In Britain, what qualifies as an ‘exotic’ bet varies slightly from bookmaker to bookmaker but, generally speaking, the term typically applies to a range of Tote bets, above and beyond standard win, place and each-way bets. In short, an exotic bet is a bet on multiple horses in one or more races. In common with all Tote bets, all the money staked on a particular ‘exotic’ market is pooled together and, after deductions, the remaining pool is divided by the number of winning tickets to arrive at a winning dividend.
Thus, after an unlikely result, or series of results, exotic bets can produce huge dividends for a small initial outlay, which increases their attraction. Of course, exotic bets are more difficult to win than standard win, place and each-way, but it is possible to perm multiple horses in a single race, or multiple races, where applicable, to increase the chances of doing so.
Single-race exotic bets include the Exacta and Trifecta, which are akin to traditional forecast and tricast bets, and the Swinger, in which the idea is to select two horses to be placed in the first three, in any order, in a race. Multiple-race exotic bets include the Scoop6, Jackpot, Placepot and Quadpot.

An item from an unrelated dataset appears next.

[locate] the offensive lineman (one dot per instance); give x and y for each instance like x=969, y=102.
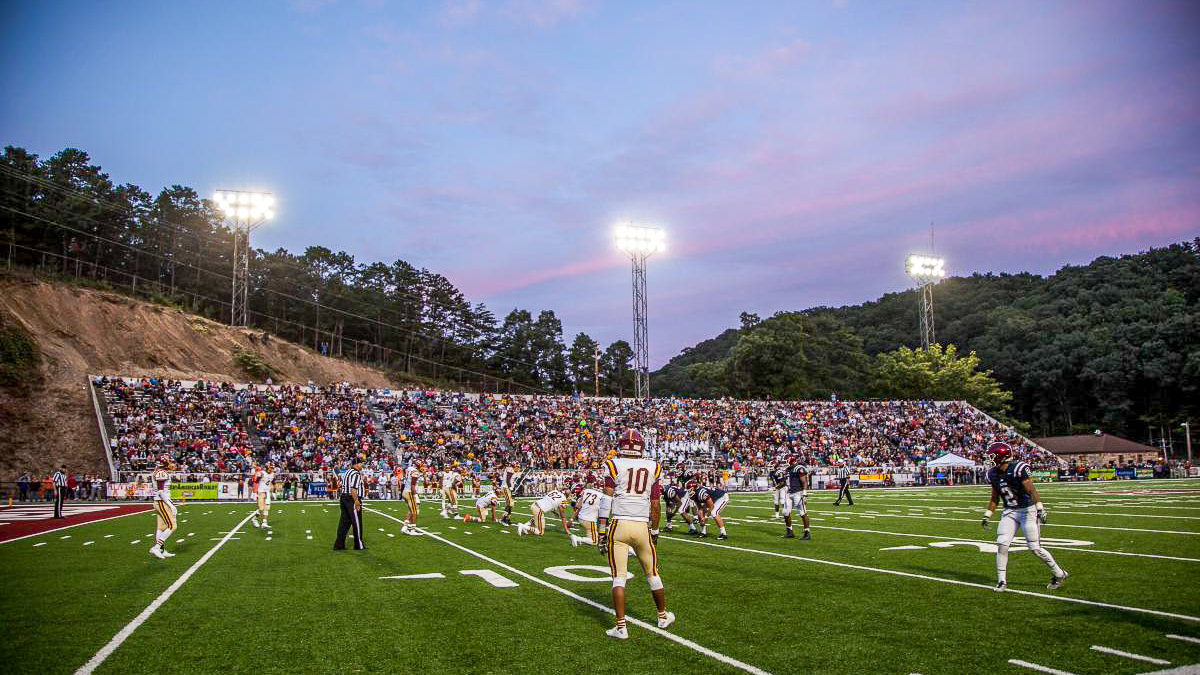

The Scoop6 operates only on Friday and Saturday and requires punters to pick the winners of six designated races, with a consolation fund for six placed horses and an additional bonus fund for winners to play for. The Jackpot operates on similar principles, but is a daily pool, with no consolation or bonus funds. The Placepot, too, is a daily pool, which can be won by picking six placed horses in the first six races of a British meeting, while the Quadpot is a consolation pool for punters who are eliminated from the Placepot after the first two legs.